CORVALLIS, Ore. — More than a billion Muslims around the world celebrated Eid Al-Fitr this week, marking the end of Ramadan, including hundreds of people in Corvallis.
For the past month, Muslims were observing Ramadan, and were fasting from sunrise to sunset. Eid Al-Fitr, which fell on Tuesday of this week, marked the end of the holy month. Since it was during the work-week, organizers in Corvallis put together a large celebration on Sunday.
“The month of Ramadan is a month in which Muslims practice restraint and compassion,” said Ismail Warsame, a practicing Muslim who helped organize Sunday’s event. “So they refrain from food and drinks and also from a lot of other luxuries that we enjoy just to remember people who are less fortunate.”
On Sunday, hundreds of Muslims celebrated at Chintimini Park with a barbecue picnic.
“As a Muslim in America, we don’t do Christmas, we don’t do Easter – you know all those big kind of holidays that are really commercialized,” said Britney Harris, another organizer of the event. “So we really try to make our Eid so special for our kids.”
Organizers set up bounce houses for kids to play in and a face-painting station.
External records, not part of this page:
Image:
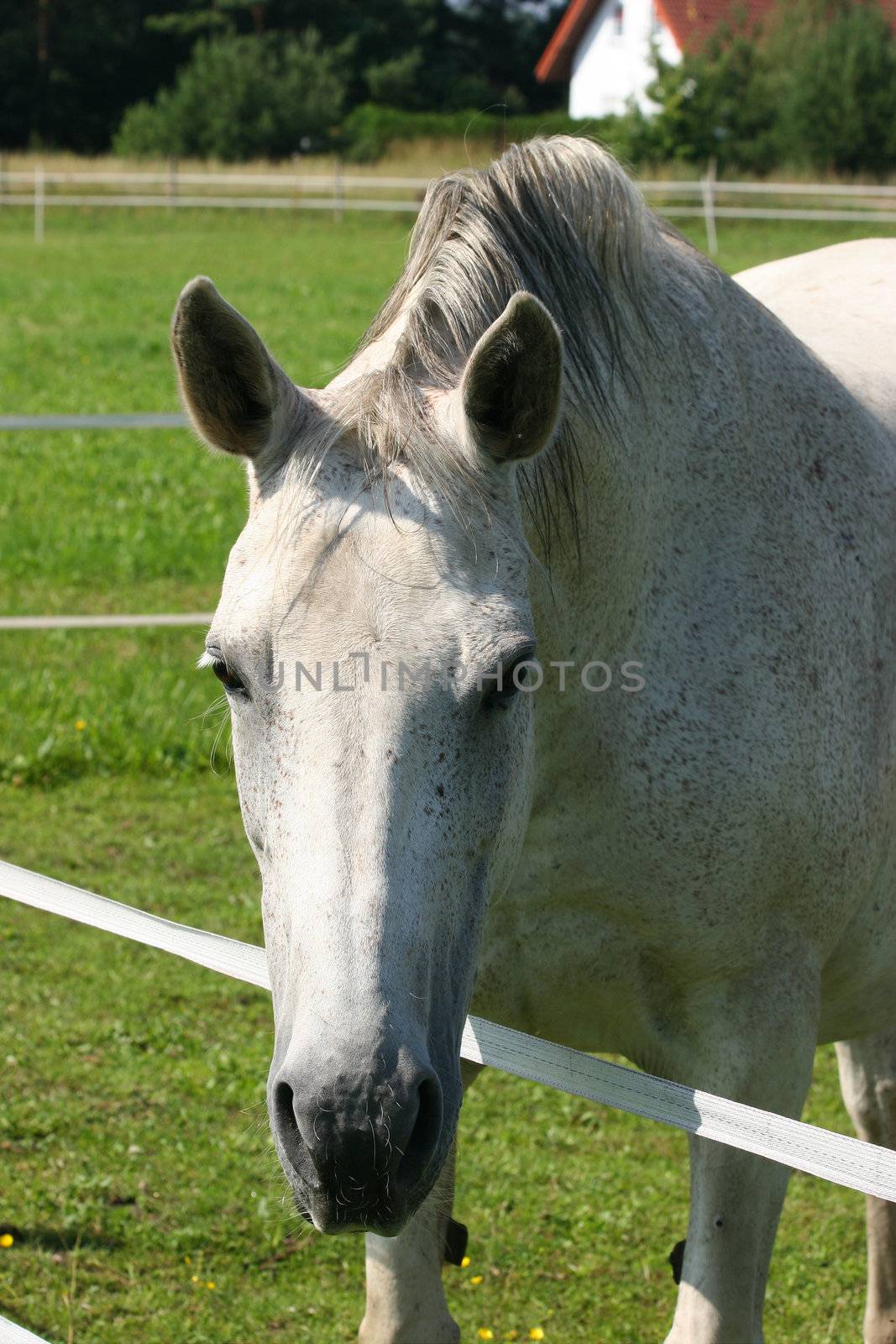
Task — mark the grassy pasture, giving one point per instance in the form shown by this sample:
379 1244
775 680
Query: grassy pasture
134 1168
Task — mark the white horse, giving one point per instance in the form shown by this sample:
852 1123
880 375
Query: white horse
567 425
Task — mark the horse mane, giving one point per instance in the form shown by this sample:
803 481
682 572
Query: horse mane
559 218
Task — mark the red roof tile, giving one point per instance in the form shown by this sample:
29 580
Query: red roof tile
688 20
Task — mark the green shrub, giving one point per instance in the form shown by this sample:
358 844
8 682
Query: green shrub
815 87
242 97
835 84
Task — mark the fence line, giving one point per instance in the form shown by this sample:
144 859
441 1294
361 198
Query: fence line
667 197
103 622
820 1152
175 420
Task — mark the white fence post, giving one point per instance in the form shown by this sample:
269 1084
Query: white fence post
39 192
707 186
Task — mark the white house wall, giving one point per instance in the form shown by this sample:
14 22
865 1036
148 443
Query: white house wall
610 67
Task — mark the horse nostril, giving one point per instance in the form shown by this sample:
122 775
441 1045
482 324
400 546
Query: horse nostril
285 1113
425 1135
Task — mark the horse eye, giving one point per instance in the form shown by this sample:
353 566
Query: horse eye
228 676
513 676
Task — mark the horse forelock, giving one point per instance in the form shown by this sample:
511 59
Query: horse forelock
558 218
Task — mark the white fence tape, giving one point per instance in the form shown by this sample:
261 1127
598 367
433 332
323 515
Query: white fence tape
836 1158
139 420
102 622
13 1334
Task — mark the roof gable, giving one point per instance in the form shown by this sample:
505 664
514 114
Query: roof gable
689 22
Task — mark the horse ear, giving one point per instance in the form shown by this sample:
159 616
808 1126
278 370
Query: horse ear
512 383
238 398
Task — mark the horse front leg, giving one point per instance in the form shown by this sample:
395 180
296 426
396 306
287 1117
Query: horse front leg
405 1294
868 1084
754 1043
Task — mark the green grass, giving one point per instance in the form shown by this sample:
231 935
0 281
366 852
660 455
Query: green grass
132 1131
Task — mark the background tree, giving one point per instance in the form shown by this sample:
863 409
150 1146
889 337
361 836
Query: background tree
242 97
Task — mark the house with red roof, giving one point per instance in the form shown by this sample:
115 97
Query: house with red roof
604 47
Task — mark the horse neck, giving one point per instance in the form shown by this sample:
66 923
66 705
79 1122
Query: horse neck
700 354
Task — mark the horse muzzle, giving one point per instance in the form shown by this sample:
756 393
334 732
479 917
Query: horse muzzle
360 1148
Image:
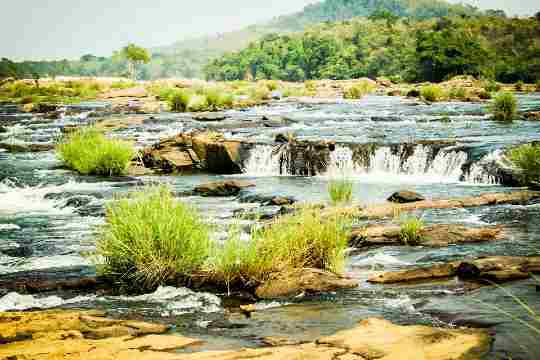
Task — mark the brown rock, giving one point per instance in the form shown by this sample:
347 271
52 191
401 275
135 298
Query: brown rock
303 280
380 339
223 188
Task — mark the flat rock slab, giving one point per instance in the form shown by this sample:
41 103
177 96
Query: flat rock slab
223 188
74 335
491 269
303 280
434 235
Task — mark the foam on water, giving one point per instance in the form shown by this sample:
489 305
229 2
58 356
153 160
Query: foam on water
16 302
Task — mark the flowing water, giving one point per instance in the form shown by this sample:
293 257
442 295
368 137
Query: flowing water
48 216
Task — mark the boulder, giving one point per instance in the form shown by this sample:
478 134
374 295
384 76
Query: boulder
210 116
306 280
405 196
494 269
380 339
435 235
223 188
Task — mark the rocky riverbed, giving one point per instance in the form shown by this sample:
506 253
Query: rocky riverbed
238 168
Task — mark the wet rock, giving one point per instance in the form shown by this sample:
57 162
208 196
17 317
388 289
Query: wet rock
380 339
303 281
200 151
494 269
434 235
223 188
210 116
23 148
405 196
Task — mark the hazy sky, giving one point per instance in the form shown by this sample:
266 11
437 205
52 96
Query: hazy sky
54 29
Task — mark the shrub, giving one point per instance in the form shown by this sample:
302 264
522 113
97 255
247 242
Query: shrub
504 107
411 230
458 93
359 90
527 159
150 237
88 151
178 99
304 239
432 93
340 191
492 86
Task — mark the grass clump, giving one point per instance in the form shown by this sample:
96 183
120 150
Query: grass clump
88 151
527 159
150 237
359 90
504 107
432 93
411 230
304 239
340 191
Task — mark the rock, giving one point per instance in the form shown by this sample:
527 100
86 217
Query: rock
210 116
434 235
136 92
380 339
301 281
405 196
223 188
494 268
22 147
189 152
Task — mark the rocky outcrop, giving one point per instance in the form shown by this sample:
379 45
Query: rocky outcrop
434 235
223 188
72 335
405 196
197 152
306 280
389 210
494 269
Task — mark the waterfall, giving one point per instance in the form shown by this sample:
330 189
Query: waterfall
423 165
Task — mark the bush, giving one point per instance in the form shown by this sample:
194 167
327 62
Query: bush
527 159
340 191
177 99
88 151
411 230
304 239
359 90
432 93
504 107
150 237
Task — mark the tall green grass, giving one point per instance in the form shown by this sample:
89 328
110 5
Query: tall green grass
504 107
340 191
89 151
411 230
150 237
527 159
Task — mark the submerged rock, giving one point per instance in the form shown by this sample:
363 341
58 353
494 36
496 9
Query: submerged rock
303 281
405 196
493 269
434 235
223 188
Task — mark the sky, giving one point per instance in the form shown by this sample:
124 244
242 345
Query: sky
57 29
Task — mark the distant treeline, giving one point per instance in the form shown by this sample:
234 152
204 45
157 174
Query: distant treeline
493 46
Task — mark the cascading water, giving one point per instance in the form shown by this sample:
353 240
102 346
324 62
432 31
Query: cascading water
385 165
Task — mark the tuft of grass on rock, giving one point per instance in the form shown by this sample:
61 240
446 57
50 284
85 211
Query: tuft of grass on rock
340 191
527 159
90 152
504 107
150 237
411 230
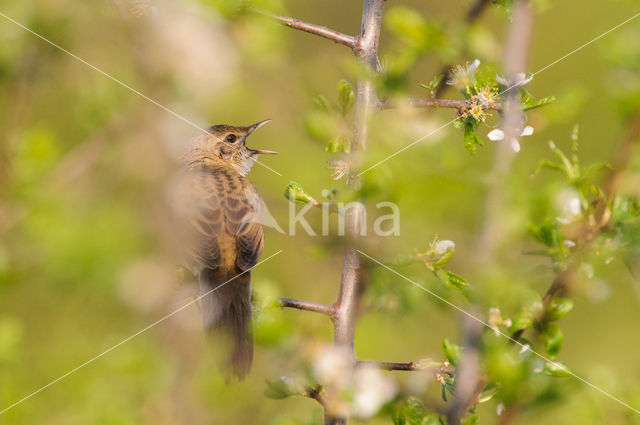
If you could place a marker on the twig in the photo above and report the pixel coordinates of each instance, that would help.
(408, 366)
(460, 105)
(318, 30)
(496, 201)
(391, 365)
(307, 306)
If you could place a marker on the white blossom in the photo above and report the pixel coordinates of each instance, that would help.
(372, 389)
(332, 366)
(570, 206)
(443, 246)
(498, 134)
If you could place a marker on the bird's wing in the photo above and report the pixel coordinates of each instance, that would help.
(197, 204)
(213, 206)
(245, 215)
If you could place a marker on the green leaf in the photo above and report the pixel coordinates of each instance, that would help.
(471, 139)
(553, 338)
(452, 352)
(334, 145)
(320, 125)
(346, 96)
(294, 192)
(279, 389)
(508, 7)
(556, 369)
(470, 420)
(321, 103)
(547, 233)
(523, 320)
(558, 308)
(537, 104)
(451, 279)
(434, 84)
(487, 393)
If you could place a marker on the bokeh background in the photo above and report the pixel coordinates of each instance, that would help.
(85, 253)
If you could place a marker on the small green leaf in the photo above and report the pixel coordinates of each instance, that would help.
(471, 139)
(321, 103)
(556, 369)
(553, 338)
(547, 233)
(295, 193)
(334, 145)
(537, 104)
(522, 320)
(470, 420)
(452, 352)
(487, 393)
(434, 84)
(451, 279)
(558, 308)
(346, 96)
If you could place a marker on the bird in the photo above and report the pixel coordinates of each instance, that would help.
(218, 216)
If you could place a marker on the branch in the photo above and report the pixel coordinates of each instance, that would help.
(460, 105)
(307, 306)
(318, 30)
(493, 232)
(408, 366)
(391, 365)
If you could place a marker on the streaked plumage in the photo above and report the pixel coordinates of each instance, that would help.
(218, 216)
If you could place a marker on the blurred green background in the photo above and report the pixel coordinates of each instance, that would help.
(85, 252)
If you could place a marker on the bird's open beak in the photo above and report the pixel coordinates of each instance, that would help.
(253, 128)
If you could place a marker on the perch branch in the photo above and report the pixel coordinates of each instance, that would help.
(408, 366)
(391, 365)
(318, 30)
(307, 306)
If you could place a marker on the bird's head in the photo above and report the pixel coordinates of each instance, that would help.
(226, 143)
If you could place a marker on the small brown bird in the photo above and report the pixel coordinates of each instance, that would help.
(218, 216)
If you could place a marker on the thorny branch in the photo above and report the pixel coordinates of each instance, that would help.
(307, 306)
(496, 202)
(345, 310)
(318, 30)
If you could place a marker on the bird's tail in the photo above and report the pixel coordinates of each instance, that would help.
(226, 315)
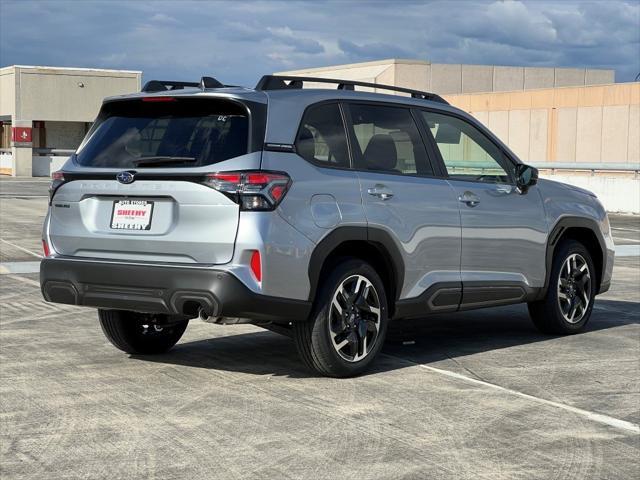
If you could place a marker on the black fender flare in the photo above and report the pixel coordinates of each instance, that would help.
(556, 233)
(378, 237)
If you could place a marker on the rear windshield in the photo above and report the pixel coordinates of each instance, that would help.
(175, 133)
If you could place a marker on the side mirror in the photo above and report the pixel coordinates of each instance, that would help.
(526, 176)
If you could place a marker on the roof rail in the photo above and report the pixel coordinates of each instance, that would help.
(279, 82)
(164, 85)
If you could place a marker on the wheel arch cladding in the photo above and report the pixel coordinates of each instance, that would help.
(583, 230)
(372, 245)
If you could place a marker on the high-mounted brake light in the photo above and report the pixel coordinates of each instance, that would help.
(158, 99)
(253, 190)
(57, 179)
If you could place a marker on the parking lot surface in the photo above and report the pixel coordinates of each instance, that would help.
(471, 395)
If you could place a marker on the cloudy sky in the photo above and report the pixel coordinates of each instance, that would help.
(238, 41)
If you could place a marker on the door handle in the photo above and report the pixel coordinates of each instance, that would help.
(469, 198)
(380, 191)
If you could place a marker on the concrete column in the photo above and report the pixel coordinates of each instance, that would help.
(22, 161)
(22, 153)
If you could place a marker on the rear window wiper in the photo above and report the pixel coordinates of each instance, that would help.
(150, 161)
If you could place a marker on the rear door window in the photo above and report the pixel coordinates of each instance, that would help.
(322, 138)
(388, 140)
(466, 152)
(172, 133)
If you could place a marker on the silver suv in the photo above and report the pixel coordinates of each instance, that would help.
(321, 213)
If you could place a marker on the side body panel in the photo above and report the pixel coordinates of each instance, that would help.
(564, 203)
(504, 236)
(320, 199)
(423, 219)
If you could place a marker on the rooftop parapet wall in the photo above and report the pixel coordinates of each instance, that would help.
(592, 124)
(459, 78)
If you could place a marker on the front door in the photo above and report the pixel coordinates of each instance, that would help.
(503, 230)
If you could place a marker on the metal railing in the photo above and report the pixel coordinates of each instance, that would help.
(56, 152)
(577, 166)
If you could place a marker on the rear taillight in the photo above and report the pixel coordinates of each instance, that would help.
(256, 265)
(45, 248)
(57, 179)
(252, 190)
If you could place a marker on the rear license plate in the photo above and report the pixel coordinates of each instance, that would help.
(131, 215)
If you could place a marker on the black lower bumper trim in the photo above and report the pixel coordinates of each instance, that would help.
(161, 289)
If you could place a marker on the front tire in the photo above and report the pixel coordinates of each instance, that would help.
(349, 323)
(567, 306)
(140, 333)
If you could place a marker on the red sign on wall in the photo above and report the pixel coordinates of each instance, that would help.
(21, 134)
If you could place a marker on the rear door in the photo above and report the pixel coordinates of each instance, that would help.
(503, 231)
(137, 187)
(402, 196)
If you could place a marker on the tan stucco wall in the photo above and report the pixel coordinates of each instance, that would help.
(44, 93)
(459, 78)
(573, 124)
(7, 92)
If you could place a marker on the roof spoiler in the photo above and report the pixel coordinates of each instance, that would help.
(284, 82)
(170, 85)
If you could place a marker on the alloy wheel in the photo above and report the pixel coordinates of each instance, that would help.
(354, 318)
(574, 288)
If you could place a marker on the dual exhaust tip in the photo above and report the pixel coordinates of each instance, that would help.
(205, 316)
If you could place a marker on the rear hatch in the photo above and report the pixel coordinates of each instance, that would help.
(136, 189)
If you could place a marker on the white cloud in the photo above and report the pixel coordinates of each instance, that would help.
(240, 41)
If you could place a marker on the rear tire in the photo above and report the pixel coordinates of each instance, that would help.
(567, 306)
(140, 333)
(348, 325)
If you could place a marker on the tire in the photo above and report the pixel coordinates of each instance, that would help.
(563, 311)
(358, 317)
(139, 333)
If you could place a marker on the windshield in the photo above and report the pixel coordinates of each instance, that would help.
(172, 133)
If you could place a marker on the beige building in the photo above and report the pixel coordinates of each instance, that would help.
(576, 125)
(46, 111)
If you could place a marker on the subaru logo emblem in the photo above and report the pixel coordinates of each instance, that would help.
(125, 177)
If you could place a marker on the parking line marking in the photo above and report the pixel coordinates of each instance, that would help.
(628, 250)
(21, 248)
(626, 239)
(596, 417)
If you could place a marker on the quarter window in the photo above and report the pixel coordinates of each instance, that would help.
(467, 153)
(322, 137)
(388, 140)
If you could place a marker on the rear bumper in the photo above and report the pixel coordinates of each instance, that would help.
(161, 289)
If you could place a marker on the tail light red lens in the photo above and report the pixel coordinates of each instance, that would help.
(45, 249)
(253, 190)
(256, 265)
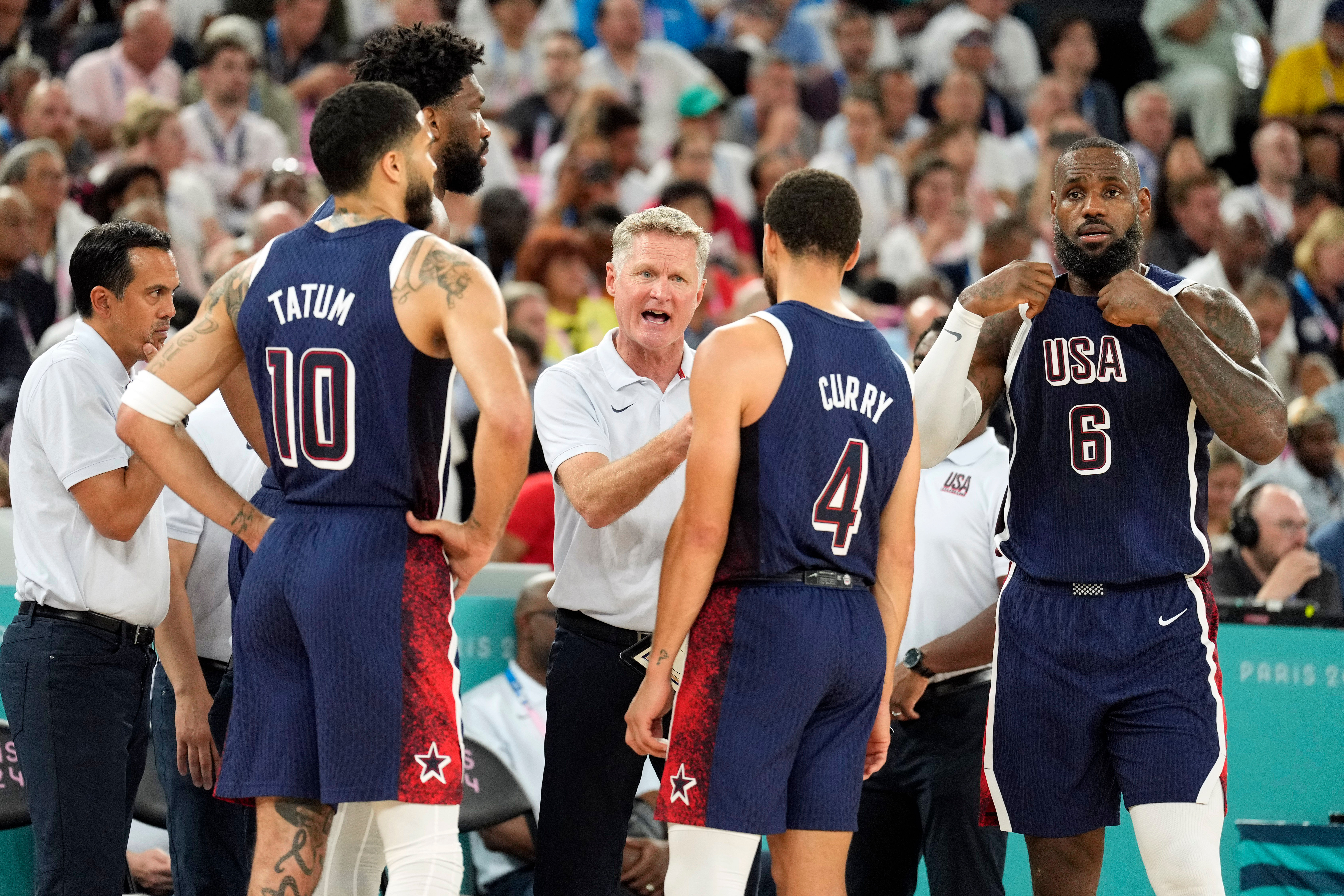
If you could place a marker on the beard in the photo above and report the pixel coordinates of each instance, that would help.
(460, 169)
(1096, 269)
(420, 202)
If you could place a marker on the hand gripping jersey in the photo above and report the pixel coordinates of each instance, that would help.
(1109, 477)
(820, 464)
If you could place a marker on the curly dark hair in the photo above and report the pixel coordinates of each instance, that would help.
(428, 61)
(815, 213)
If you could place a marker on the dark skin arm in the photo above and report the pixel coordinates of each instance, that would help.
(1213, 341)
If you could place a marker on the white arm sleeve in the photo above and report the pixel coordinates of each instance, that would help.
(947, 404)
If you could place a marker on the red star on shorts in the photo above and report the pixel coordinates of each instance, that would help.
(681, 785)
(432, 765)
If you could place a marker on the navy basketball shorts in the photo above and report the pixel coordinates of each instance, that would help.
(777, 702)
(346, 687)
(1100, 695)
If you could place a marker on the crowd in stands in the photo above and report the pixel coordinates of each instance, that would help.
(947, 118)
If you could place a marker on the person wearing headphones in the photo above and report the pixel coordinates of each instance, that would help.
(1271, 559)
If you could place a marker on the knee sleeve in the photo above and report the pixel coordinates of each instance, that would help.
(354, 864)
(424, 854)
(707, 862)
(1179, 844)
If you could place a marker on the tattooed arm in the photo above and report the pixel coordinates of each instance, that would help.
(1213, 341)
(451, 307)
(195, 363)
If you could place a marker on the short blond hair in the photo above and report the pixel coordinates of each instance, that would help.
(1328, 228)
(660, 220)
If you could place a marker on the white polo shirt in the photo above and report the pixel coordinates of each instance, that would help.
(595, 402)
(956, 568)
(499, 719)
(213, 428)
(65, 432)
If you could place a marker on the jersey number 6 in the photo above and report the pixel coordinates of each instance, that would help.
(838, 508)
(326, 418)
(1089, 444)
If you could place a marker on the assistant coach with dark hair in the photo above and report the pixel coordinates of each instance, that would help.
(92, 558)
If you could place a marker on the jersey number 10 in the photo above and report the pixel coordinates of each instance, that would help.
(839, 506)
(326, 418)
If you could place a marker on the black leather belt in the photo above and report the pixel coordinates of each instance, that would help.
(818, 578)
(135, 635)
(596, 629)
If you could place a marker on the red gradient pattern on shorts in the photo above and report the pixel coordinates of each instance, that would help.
(1211, 616)
(429, 706)
(695, 718)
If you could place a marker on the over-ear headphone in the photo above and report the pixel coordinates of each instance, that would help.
(1244, 527)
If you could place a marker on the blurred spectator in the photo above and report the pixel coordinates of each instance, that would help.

Muslims say the holiday is a time to celebrate not only the end of Ramadan, but to come together as a community,
“It’s important to us in general – Islamic religion actually encourages compassion to
your neighbors, to your community, and being part of the community that you are
with,” Warsame said.
Yet organizers of the event say many Americans still have negative stereotypes about what it means to me a Muslim that are not true. They opened the event up to the community to share their cultures with Corvallis.
“The easiest way and the best way for people to break what they have in their mind or what’s being told is to come to an event like this, or to go somewhere where Muslims are gathering and see what we’re actually like and what we actually do,” said Mohsin Saeed, another organizer of the event.
Saeed says the mosque in Corvallis is always open to the public.